«Гальдеротмечает, что „все (в ОКХ) наперебой рассказывают страшные истории о силе русских войск (позади танковой группы в районе Пинских болот)“.
(От «Барбароссы» до «Терминала». Взгляд с Запада. М., 1988, с. 70.)
«На фронте группы армий „Север“ немецкое командование также начало проявлять неуверенность, столкнувшись с упорным сопротивлением противника. Русские спешно перебрасывали с финской границы солдат, танки и авиацию, чтобы усилить измотанные в боях армии генералов М.М. Попова и Ф.И. Кузнецова. Эти регулярные части, сплотив вокруг себя отряды, составленные из новобранцев, ополченцев и милиции, предприняли серию яростных контратак, в результате чего „на ряде участков фронта немецкие войска оказались в критическом положении“. (Там же, с. 71.)
«В районе Могилева большая часть соединений 13-й армии оказалась в окружении.
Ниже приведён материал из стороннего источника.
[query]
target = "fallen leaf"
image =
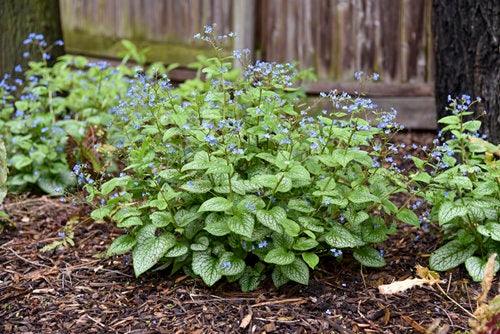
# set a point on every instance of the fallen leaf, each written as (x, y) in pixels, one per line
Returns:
(400, 286)
(426, 277)
(246, 320)
(413, 324)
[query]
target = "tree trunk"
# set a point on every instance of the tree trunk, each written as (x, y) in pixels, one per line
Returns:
(467, 57)
(19, 18)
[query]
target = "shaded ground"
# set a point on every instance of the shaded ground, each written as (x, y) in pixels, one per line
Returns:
(71, 289)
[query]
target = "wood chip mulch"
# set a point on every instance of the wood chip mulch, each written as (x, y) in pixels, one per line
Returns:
(73, 290)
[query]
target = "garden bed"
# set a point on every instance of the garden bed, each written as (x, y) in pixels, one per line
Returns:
(74, 290)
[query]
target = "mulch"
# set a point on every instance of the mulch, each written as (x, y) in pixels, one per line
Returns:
(75, 289)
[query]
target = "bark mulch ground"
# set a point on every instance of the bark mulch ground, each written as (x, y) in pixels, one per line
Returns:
(72, 289)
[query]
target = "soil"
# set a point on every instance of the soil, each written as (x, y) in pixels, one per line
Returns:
(75, 289)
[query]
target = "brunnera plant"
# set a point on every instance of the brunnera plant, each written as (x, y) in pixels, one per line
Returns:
(231, 177)
(464, 192)
(42, 107)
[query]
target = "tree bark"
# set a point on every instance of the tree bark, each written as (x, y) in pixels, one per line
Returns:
(467, 57)
(19, 18)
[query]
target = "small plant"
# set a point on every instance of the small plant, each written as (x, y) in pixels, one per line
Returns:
(464, 192)
(44, 105)
(231, 177)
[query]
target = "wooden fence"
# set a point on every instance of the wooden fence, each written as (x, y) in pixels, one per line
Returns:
(335, 37)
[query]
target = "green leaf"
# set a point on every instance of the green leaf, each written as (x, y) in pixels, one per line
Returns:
(419, 163)
(110, 185)
(300, 205)
(475, 267)
(374, 232)
(160, 218)
(291, 228)
(220, 168)
(21, 105)
(216, 224)
(422, 177)
(311, 259)
(451, 255)
(449, 211)
(358, 197)
(462, 182)
(101, 212)
(149, 248)
(184, 217)
(130, 221)
(305, 244)
(216, 204)
(56, 184)
(242, 224)
(250, 279)
(201, 161)
(169, 174)
(279, 256)
(298, 172)
(201, 244)
(328, 160)
(450, 120)
(273, 218)
(296, 271)
(207, 267)
(20, 161)
(485, 189)
(340, 237)
(231, 265)
(197, 187)
(177, 250)
(278, 277)
(491, 230)
(472, 126)
(121, 245)
(409, 217)
(369, 257)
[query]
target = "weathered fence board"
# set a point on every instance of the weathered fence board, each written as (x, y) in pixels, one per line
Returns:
(335, 37)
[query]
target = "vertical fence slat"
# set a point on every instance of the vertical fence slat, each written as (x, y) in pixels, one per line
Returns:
(336, 37)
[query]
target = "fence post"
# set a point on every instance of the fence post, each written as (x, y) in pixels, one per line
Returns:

Тем не менее русские продолжали сражаться с неукротимым героизмом, который вызывал восхищение даже у Гальдера, и их „дикое упорство“, на которое он будет часто сетовать в своем дневнике, постепенно подтачивало вооруженную мощь вермахта». (Там же, с. 77.)
В таком изображении не было никаких преувеличений. Немецкие отчеты той поры рисуют следующую типичную картину, которая делает понятным, почему была выиграна война:
«Русские не ограничиваются противодействием фронтальным атакам наших танковых дивизий. В дополнение к этому они ищут любую удобную возможность, чтобы ударить по флангам наших танковых прорывов, которые в силу необходимости оказываются растянутыми и относительно слабыми. В этих целях они используют свои многочисленные танки. Особенно настойчиво они пытаются отсечь наши танки от наступающей за ними пехоты. При этом русские, в свою очередь, нередко оказываются в окружении. Положение подчас становится таким запутанным, что мы, со своей стороны, не понимаем, то ли мы окружаем противника, то ли он окружил нас». (Там же, с. 75.)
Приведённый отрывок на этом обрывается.